Microsoft Translator now supports image capture translation, the company announced late Wednesday. It is the latest effort to upgrade the service as it competes for market share with Google Translate. Microsoft also announced new inline translations and language downloads for offline translations.
All you need to do is take a photo using the Microsoft Translator app, or upload a photo into the app to be translated. The initial service will be available in 21 languages and only for Android users who have Android 6.0 updated in their phone (Marshmallow). According to Ubergizmo, only 4.6% of Android users have Marshmallow, at least for now.

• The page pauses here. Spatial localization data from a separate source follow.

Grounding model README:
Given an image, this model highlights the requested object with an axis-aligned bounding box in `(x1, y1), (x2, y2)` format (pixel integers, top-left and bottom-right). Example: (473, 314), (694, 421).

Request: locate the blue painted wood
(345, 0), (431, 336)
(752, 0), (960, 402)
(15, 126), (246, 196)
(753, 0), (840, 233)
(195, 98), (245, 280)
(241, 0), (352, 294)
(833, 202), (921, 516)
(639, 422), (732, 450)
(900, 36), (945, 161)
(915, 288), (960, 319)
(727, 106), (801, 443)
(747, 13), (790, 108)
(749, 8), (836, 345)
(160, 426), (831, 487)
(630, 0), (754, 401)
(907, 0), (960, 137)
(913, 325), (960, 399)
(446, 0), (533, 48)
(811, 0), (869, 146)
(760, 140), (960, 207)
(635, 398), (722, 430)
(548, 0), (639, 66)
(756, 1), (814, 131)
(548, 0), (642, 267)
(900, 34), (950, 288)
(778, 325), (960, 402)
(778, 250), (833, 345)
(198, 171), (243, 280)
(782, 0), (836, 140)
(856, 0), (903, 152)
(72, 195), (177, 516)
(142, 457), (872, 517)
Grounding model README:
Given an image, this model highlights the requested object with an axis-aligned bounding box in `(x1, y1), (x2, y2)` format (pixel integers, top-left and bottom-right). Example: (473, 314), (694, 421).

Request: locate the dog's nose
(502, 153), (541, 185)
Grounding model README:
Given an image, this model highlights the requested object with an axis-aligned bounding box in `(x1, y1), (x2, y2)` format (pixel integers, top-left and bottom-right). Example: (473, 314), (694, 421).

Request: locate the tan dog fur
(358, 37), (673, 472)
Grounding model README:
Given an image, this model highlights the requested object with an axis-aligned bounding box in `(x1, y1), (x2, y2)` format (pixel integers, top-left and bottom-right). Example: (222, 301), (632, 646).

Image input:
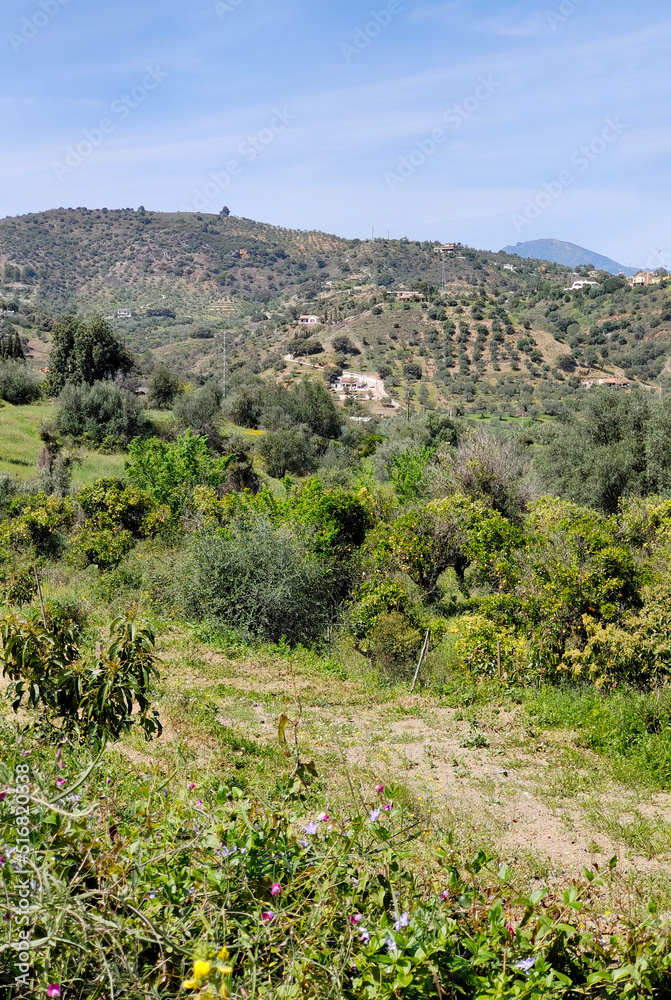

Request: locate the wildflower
(317, 812), (330, 822)
(219, 987), (229, 999)
(105, 777), (110, 785)
(182, 979), (198, 990)
(394, 912), (410, 931)
(383, 803), (392, 812)
(303, 822), (319, 835)
(218, 947), (230, 960)
(374, 783), (384, 793)
(187, 783), (196, 790)
(56, 779), (66, 788)
(218, 965), (233, 976)
(369, 809), (381, 822)
(58, 760), (64, 770)
(515, 957), (536, 974)
(350, 913), (363, 925)
(270, 883), (281, 896)
(47, 988), (61, 999)
(0, 792), (6, 802)
(359, 928), (370, 944)
(193, 960), (211, 979)
(261, 910), (274, 923)
(386, 934), (399, 954)
(299, 839), (309, 848)
(196, 799), (203, 807)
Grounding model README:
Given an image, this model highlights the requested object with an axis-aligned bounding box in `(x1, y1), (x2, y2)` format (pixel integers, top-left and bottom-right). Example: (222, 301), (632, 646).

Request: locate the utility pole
(222, 330), (228, 400)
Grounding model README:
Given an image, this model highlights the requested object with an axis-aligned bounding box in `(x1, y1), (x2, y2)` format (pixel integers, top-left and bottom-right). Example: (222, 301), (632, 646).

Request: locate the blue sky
(1, 0), (670, 268)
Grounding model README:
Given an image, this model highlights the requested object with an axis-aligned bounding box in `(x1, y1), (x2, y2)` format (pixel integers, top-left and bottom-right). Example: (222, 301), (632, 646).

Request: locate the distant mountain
(500, 239), (640, 276)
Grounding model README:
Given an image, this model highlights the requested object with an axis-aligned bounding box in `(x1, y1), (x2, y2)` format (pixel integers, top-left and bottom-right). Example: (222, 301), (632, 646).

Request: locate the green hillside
(1, 209), (670, 416)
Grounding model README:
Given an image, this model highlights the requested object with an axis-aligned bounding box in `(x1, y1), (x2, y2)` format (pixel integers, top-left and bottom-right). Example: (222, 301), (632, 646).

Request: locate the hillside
(2, 209), (671, 416)
(501, 238), (639, 276)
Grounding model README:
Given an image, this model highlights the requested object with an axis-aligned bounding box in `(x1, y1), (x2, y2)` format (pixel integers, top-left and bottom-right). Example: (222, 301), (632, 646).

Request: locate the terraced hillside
(1, 208), (670, 415)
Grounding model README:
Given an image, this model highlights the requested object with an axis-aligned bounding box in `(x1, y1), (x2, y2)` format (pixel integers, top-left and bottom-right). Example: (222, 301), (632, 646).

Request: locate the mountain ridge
(501, 238), (640, 276)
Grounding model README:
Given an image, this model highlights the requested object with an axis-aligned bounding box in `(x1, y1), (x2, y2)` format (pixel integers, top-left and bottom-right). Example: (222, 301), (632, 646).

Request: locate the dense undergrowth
(2, 732), (671, 1000)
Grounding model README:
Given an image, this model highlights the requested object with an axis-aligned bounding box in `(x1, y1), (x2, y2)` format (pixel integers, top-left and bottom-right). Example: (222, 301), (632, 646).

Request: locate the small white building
(434, 243), (459, 253)
(298, 314), (321, 325)
(394, 290), (420, 301)
(117, 308), (132, 319)
(568, 280), (599, 291)
(503, 264), (516, 272)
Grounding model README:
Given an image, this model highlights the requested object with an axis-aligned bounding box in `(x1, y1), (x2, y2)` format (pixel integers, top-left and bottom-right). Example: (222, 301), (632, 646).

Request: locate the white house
(630, 272), (662, 287)
(568, 280), (599, 291)
(394, 290), (420, 301)
(298, 314), (321, 325)
(503, 264), (516, 272)
(117, 309), (132, 319)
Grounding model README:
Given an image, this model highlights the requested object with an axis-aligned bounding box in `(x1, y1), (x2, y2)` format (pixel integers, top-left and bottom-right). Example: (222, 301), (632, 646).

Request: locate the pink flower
(0, 792), (6, 802)
(58, 761), (64, 770)
(317, 812), (330, 822)
(440, 889), (450, 901)
(105, 778), (110, 786)
(56, 779), (66, 788)
(374, 784), (384, 794)
(187, 783), (195, 790)
(47, 987), (61, 999)
(270, 883), (281, 896)
(383, 803), (392, 812)
(261, 910), (274, 923)
(350, 914), (363, 925)
(196, 799), (203, 807)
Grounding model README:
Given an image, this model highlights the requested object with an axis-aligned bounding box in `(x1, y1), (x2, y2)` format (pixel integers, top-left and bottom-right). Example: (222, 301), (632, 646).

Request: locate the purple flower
(350, 914), (363, 925)
(440, 889), (450, 900)
(369, 809), (381, 822)
(383, 803), (392, 812)
(386, 934), (399, 954)
(270, 883), (281, 896)
(187, 783), (195, 790)
(196, 799), (203, 807)
(56, 779), (66, 788)
(105, 778), (110, 786)
(47, 988), (61, 999)
(374, 784), (384, 794)
(303, 822), (319, 835)
(299, 839), (309, 848)
(515, 957), (536, 975)
(58, 761), (64, 770)
(394, 912), (410, 931)
(261, 910), (274, 923)
(0, 792), (6, 802)
(359, 929), (370, 944)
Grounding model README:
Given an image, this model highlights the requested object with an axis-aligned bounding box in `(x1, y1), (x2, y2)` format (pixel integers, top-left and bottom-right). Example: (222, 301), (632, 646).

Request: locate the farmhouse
(298, 314), (321, 325)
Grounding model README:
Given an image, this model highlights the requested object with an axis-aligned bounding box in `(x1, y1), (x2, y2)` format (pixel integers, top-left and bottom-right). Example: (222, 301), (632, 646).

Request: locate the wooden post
(34, 567), (47, 629)
(497, 640), (502, 678)
(410, 629), (431, 694)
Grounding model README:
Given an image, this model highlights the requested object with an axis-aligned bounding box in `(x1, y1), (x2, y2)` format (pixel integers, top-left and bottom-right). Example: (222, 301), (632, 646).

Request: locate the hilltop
(501, 238), (639, 276)
(1, 209), (670, 416)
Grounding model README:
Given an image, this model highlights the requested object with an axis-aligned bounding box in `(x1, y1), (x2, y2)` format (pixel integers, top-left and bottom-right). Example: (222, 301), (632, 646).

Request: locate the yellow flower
(183, 980), (198, 990)
(219, 966), (233, 976)
(219, 987), (229, 999)
(194, 960), (212, 979)
(218, 947), (230, 961)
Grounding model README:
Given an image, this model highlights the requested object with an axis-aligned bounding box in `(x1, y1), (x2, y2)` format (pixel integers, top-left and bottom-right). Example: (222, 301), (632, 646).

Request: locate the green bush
(0, 611), (161, 741)
(186, 520), (335, 645)
(56, 380), (152, 447)
(0, 358), (42, 404)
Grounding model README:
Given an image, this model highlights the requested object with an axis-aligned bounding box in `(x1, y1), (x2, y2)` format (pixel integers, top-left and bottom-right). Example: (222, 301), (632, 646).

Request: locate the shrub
(449, 613), (531, 680)
(186, 520), (334, 645)
(173, 386), (220, 432)
(56, 381), (152, 446)
(0, 611), (161, 741)
(0, 359), (42, 404)
(47, 315), (134, 394)
(258, 426), (318, 479)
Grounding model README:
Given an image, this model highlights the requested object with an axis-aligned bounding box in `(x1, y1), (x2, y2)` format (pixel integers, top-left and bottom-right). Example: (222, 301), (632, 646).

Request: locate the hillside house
(117, 309), (132, 319)
(568, 280), (599, 291)
(503, 264), (515, 272)
(394, 290), (420, 301)
(581, 377), (631, 389)
(298, 314), (320, 325)
(630, 272), (662, 287)
(434, 243), (459, 253)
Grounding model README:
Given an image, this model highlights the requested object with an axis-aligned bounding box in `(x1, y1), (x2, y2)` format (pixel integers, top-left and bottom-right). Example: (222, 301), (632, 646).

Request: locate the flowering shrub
(0, 750), (670, 998)
(450, 613), (532, 681)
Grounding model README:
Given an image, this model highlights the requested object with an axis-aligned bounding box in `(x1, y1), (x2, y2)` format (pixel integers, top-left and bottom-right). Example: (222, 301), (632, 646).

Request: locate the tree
(47, 316), (134, 395)
(0, 360), (41, 404)
(332, 335), (358, 355)
(220, 206), (230, 217)
(148, 363), (182, 408)
(173, 386), (220, 433)
(0, 329), (24, 360)
(258, 427), (317, 479)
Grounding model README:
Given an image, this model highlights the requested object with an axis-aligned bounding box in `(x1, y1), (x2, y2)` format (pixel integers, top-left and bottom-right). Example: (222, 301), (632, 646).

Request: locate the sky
(1, 0), (670, 268)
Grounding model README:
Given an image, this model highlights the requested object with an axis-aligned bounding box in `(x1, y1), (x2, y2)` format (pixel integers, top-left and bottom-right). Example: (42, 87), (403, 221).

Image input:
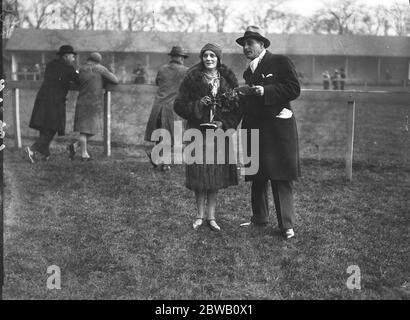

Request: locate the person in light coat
(68, 52), (118, 161)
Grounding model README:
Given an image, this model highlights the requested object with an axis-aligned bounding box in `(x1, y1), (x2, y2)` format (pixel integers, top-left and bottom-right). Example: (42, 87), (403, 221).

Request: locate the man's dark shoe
(67, 144), (76, 160)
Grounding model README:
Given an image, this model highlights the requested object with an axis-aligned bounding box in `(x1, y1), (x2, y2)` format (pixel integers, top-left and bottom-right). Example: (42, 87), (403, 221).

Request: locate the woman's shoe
(145, 151), (157, 168)
(24, 146), (35, 164)
(284, 228), (295, 240)
(161, 164), (171, 171)
(193, 218), (204, 230)
(81, 157), (92, 162)
(207, 219), (221, 232)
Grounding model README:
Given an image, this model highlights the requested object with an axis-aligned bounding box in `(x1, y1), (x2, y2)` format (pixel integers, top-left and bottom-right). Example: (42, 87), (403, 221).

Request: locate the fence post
(346, 95), (355, 181)
(12, 88), (22, 149)
(103, 90), (111, 156)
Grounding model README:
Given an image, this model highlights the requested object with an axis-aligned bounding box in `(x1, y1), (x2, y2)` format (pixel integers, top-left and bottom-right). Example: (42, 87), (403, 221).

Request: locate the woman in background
(174, 43), (242, 231)
(68, 52), (118, 161)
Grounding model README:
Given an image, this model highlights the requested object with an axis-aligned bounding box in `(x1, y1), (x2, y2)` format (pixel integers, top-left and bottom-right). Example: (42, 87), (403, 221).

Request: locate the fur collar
(186, 63), (238, 89)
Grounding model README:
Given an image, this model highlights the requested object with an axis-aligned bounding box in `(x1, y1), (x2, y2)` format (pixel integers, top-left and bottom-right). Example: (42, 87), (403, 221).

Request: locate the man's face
(62, 53), (76, 65)
(243, 38), (265, 60)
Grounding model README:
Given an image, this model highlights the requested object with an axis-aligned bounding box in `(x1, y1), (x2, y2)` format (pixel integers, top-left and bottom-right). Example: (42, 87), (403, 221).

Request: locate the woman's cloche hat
(236, 26), (270, 48)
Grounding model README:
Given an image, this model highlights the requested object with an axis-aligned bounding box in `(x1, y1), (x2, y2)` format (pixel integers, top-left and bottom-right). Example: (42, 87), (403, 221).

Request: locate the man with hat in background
(236, 26), (301, 240)
(25, 44), (79, 163)
(144, 45), (189, 171)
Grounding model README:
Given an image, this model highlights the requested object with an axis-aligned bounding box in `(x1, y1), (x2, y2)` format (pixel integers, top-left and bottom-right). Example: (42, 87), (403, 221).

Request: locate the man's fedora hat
(168, 46), (189, 58)
(57, 45), (77, 56)
(236, 26), (270, 48)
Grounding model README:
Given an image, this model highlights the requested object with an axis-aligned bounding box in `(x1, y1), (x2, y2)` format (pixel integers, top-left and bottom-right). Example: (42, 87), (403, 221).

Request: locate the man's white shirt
(249, 49), (266, 73)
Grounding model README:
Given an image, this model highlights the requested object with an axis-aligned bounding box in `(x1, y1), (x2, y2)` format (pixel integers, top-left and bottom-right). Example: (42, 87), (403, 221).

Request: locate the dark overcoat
(144, 61), (188, 143)
(174, 64), (242, 191)
(240, 51), (301, 181)
(29, 58), (79, 136)
(74, 61), (119, 135)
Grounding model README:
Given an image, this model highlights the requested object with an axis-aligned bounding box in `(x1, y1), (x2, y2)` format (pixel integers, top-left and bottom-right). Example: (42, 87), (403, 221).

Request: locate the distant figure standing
(68, 52), (119, 161)
(33, 64), (41, 81)
(322, 70), (331, 89)
(134, 63), (147, 84)
(339, 68), (346, 90)
(331, 69), (340, 90)
(144, 46), (189, 171)
(25, 45), (79, 163)
(385, 69), (392, 81)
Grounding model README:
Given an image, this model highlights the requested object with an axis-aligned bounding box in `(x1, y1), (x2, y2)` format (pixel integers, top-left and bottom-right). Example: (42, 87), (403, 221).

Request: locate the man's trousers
(251, 180), (295, 230)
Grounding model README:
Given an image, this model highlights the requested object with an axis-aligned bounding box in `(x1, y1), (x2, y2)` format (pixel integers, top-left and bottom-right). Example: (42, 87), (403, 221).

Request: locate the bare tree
(60, 0), (88, 29)
(236, 0), (285, 33)
(386, 1), (410, 36)
(303, 0), (360, 35)
(83, 0), (100, 30)
(123, 0), (153, 31)
(1, 0), (24, 38)
(21, 0), (57, 29)
(356, 5), (392, 36)
(201, 0), (230, 32)
(158, 0), (200, 32)
(277, 13), (306, 34)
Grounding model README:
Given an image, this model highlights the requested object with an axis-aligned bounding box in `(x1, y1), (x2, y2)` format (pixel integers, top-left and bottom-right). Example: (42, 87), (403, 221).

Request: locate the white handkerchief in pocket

They will start with the big languages: English, Spanish, French, German, and Portuguese. Alongside those will be Chinese (both simplified and traditional), Czech, Danish, Dutch, Finnish, Greek, Hungarian, Italian, Korean, Japanese, Norwegian, Polish, Russian, Swedish, and Turkish.
The announcement also carries updates about inline translation, which adds a fourth option below cut, copy, and paste to translate text on a web page. Google Translate offers this service on desktop Chrome and also by Android, but the desktop version is more efficient. Microsoft’s “Translate” option will be listed under “Other Options.”
Microsoft Translator got a prominent update two weeks ago when it announced offline capabilities for iOS. This latest announcement also introduces 34 new language packs to work in Microsoft Translator’s offline mode. Those languages include: Arabic, Greek, Romanian, Bosnian, Hebrew, Russian, Bulgarian, Hindi, Serbian, Catalan, Hungarian, Slovak, Chinese Simplified, Indonesian, Slovenian, Chinese Traditional, Italian, Spanish, Croatian, Japanese, Swedish, Czech, Korean, Thai, Danish, Latvian, Turkish, Dutch, Lithuanian, Ukrainian, Estonian, Malay, Urdu, Filipino, Norwegian, Vietnamese, Finnish, Persian, Welsh, French, Polish, German, and Portuguese.
Recognizing print, and not type
Google Translate added this feature some time ago after it acquired Word Lens. It remains to be seen if Microsoft Translator’s version has advantages or better accuracy than the more ubiquitous Google product. Xerox recently made headlines by adding this ability to its photocopiers: feed a document and the machine will spit back a translated version. It’s still unclear how comprehensive a translation Xerox’s machines are capable of spitting back.
Translator is competing for market share as it adds features, common languages, and tries to differentiate itself from Google’s product by adding niche tongues to its repertoire. Microsoft Translator includes Mayan and Querétaro Otomi, two languages native to the Americas which don’t fit into Google’s apparent strategy to prioritize adding the most widely-spoken languages first. Microsoft also has Klingon, while the Russian Yandex Translate added Elvish a few months ago.
Google Translate currently offers 103 languages while Microsoft Translator has 52 languages, which are also offered via Translator for Bing.